# Kitless finishing



## Jonathansmith (Sep 14, 2019)

What are ways to polish/ finish the threads on a kitless pen without wearing off the threads?


----------



## TonyL (Sep 14, 2019)

I am not very experienced, but have only used Meguiars Plastic Polish and Novus 1.  I also have some very fine buffing compounds that I wouldn't hesitate to use (much less aggressive than white diamond). * Beautiful job on  the pen *! I would love to know the thread sizes used.


----------



## Dalecamino (Sep 14, 2019)

Plastic polish on a soft bristled tooth brush.


----------



## magpens (Sep 14, 2019)

I would put some Mequiar's Plastic Polish on the threads and work the cap on and off about 20 times.

Then clean things up with a toothbrush. . (Oh, I see that Chuck made a similar suggestion while I was writing mine ! )
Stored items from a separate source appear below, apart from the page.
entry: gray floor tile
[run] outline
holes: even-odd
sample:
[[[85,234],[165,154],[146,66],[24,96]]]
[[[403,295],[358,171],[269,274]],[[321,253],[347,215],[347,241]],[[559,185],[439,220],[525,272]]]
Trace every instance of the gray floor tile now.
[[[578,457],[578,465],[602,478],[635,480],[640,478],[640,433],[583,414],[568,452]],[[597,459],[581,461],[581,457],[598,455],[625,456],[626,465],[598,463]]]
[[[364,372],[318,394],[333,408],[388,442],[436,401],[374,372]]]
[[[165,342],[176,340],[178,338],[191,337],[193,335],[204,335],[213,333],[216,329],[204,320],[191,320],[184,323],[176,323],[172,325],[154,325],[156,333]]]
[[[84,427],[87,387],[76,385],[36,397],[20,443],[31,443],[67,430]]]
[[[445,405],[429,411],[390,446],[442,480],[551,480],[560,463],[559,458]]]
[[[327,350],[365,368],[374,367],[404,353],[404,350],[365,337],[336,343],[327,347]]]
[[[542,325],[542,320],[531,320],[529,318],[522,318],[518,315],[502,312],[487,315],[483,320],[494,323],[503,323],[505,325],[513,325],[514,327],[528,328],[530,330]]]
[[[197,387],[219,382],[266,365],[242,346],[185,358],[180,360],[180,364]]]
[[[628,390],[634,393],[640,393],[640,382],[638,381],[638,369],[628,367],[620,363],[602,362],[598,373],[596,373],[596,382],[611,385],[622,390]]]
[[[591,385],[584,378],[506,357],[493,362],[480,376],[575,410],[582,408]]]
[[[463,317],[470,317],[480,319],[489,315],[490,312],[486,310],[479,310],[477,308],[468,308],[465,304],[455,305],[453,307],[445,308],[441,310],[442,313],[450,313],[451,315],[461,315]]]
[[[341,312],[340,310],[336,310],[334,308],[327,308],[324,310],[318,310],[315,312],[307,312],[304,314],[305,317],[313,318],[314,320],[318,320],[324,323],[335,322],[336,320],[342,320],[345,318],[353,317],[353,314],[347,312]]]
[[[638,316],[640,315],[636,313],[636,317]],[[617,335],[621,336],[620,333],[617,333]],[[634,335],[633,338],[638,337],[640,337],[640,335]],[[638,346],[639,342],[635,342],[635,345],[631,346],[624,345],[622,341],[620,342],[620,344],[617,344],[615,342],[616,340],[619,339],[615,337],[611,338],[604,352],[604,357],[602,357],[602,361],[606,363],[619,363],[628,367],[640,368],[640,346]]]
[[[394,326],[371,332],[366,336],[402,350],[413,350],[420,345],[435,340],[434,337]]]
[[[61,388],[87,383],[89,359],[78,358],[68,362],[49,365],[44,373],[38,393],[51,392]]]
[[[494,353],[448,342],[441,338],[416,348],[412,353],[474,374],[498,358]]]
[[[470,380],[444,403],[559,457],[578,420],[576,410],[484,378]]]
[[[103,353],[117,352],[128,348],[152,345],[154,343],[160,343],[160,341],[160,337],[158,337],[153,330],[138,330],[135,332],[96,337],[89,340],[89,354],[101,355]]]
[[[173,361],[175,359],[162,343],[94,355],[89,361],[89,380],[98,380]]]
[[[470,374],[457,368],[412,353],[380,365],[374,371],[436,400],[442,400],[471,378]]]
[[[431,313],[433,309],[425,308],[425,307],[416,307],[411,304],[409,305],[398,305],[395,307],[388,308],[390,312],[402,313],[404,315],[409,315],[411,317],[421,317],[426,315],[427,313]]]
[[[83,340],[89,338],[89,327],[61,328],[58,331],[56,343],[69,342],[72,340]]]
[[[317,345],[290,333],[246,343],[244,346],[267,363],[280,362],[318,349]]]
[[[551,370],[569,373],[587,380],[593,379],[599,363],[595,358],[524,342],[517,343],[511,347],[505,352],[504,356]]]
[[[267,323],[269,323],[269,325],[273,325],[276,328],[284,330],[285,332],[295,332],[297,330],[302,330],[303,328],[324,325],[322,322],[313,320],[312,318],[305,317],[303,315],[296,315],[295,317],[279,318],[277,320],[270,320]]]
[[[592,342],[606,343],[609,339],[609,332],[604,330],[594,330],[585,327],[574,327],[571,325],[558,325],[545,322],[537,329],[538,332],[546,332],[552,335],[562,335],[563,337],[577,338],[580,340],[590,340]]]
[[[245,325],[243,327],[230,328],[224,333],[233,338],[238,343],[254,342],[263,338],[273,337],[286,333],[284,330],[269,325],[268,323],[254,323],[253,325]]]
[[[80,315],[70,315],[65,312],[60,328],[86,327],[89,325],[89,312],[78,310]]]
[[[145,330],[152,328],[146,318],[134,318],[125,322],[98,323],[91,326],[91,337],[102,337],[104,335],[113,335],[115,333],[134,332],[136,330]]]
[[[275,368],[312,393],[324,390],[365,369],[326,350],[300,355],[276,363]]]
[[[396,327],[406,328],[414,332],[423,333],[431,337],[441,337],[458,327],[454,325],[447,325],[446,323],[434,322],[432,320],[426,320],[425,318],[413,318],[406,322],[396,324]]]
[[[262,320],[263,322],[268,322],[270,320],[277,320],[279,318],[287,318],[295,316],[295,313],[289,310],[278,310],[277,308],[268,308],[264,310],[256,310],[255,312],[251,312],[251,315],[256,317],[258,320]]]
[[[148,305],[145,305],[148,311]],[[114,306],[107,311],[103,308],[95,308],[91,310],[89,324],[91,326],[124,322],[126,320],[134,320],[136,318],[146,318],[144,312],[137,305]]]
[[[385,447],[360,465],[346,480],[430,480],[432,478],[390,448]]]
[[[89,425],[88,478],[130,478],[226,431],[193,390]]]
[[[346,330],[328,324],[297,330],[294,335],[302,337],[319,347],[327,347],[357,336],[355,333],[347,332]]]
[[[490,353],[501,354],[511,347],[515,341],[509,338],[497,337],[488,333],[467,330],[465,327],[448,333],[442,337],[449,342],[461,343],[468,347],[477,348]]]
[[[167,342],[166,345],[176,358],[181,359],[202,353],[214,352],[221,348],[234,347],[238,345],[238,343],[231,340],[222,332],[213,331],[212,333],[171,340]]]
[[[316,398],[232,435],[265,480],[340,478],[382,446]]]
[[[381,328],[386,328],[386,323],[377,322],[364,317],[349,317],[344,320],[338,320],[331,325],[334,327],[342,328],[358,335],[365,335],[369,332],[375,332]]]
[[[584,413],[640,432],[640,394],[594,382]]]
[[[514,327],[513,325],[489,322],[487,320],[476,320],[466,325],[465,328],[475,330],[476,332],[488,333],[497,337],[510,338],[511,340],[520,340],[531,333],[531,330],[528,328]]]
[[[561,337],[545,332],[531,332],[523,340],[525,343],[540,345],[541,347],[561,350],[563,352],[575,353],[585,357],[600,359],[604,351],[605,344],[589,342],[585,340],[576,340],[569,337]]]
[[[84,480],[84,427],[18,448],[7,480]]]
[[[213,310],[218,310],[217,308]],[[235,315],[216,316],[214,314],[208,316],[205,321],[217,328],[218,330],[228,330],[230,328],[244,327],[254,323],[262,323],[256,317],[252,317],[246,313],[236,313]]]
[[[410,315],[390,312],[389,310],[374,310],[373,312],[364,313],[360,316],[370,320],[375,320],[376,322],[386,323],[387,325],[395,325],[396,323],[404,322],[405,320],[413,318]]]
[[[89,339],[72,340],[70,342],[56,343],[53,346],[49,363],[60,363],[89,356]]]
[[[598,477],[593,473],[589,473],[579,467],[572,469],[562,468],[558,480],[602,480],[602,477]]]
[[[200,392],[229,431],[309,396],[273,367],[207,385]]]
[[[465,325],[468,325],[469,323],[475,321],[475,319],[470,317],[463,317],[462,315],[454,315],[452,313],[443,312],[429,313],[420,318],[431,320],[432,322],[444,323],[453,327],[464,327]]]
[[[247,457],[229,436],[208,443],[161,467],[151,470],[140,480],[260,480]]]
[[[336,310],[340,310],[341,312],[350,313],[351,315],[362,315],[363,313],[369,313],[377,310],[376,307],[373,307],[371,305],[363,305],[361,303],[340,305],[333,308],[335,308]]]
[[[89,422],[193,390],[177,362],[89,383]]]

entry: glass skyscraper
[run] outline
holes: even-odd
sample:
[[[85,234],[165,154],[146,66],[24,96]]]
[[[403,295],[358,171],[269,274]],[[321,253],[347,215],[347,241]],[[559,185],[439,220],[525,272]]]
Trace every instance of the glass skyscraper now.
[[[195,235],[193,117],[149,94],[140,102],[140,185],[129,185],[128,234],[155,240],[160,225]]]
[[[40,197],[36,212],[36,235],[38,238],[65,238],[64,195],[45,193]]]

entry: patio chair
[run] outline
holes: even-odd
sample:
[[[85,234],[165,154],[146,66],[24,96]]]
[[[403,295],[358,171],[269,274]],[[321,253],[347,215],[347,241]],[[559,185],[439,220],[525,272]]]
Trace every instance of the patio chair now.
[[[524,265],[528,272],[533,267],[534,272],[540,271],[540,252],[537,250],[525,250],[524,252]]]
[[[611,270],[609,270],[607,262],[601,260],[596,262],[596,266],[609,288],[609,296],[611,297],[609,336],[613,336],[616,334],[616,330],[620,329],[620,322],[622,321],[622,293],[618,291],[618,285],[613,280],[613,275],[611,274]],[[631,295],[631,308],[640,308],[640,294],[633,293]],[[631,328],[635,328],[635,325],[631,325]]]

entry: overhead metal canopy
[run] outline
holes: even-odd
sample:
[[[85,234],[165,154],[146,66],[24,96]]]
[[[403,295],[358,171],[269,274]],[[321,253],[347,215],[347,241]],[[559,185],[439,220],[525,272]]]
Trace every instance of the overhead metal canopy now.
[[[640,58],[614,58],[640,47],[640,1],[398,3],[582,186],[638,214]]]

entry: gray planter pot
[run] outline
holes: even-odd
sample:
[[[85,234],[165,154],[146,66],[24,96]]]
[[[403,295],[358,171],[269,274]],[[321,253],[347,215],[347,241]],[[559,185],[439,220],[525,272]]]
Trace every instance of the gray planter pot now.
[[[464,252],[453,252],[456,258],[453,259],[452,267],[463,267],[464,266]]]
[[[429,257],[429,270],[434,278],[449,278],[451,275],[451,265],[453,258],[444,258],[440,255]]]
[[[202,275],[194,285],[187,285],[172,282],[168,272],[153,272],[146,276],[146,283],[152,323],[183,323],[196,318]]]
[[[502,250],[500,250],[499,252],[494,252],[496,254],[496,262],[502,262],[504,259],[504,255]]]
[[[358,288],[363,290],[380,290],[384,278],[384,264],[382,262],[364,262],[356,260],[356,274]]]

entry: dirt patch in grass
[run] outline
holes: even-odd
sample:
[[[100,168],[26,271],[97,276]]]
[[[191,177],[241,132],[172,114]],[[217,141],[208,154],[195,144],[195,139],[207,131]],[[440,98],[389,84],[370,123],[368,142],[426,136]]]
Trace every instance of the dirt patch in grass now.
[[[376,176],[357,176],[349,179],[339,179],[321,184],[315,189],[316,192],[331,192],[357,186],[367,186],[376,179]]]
By the way, welcome to IAP, Jonathan !!! . I believe this is your first post. . That is a lovely looking pen !!
Is it a rollerball ?


----------



## Jonathansmith (Sep 14, 2019)

TonyL said:


> I am not very experienced, but have only used Meguiars Plastic Polish and Novus 1.  I also have some very fine buffing compounds that I wouldn't hesitate to use (much less aggressive than white diamond). * Beautiful job on  the pen *! I would love to know the thread sizes used.


M13 and m10


----------



## Jonathansmith (Sep 14, 2019)

Dalecamino said:


> Plastic polish on a soft bristled tooth brush.


I'll try that. Thnx


magpens said:


> I would put some Mequiar's Plastic Polish on the threads and work the cap on and off about 20 times.
> 
> Then clean things up with a toothbrush. . (Oh, I see that Chuck made a similar suggestion while I was writing mine ! )
> 
> ...


I love that technique...will definitely give it a go


----------



## Jonathansmith (Sep 14, 2019)

Jonathansmith said:


> I'll try that. Thnx
> 
> I love that technique...will definitely give it a go





Jonathansmith said:


> I'll try that. Thnx
> 
> I love that technique...will definitely give it a go


Yes...made a rollerball to fit my wife's purse


----------



## Bryguy (Sep 15, 2019)

I really like the nib section!


----------



## TonyL (Sep 15, 2019)

Jonathansmith said:


> M13 and m10


Thank you.


----------



## anthonyd (Sep 15, 2019)

Shawn Newton has a video and some pictures of a horsehair brush attached to a rotary tool on his Instagram site. He uses some plastic polish on the threads and rotates the pen body on the horsehair brush. He cautions not to use the wheels with plastic bristles. He says he gets the brushes inexpensively on e-bay. You have to go down his page a bit before you see the brush.

Tony


----------



## Jonathansmith (Sep 15, 2019)

anthonyd said:


> Shawn Newton has a video and some pictures of a horsehair brush attached to a rotary tool on his Instagram site. He uses some plastic polish on the threads and rotates the pen body on the horsehair brush. He cautions not to use the wheels with plastic bristles. He says he gets the brushes inexpensively on e-bay. You have to go down his page a bit before you see the brush.
> 
> Tony


Interesting...I'll look into this


----------



## anthonyd (Sep 15, 2019)

Search "newtonpens" on Instagram


----------



## leehljp (Sep 15, 2019)

I'm glad you asked that question, and are pursuing the answer. I see some GREAT pens with professional finishes here, but it is the threads that distract from what would otherwise be pure perfection of a pen. 

Let us know what works. And WELCOME!


----------



## Jonathansmith (Sep 15, 2019)

Horse hair bristle on  dremel type


----------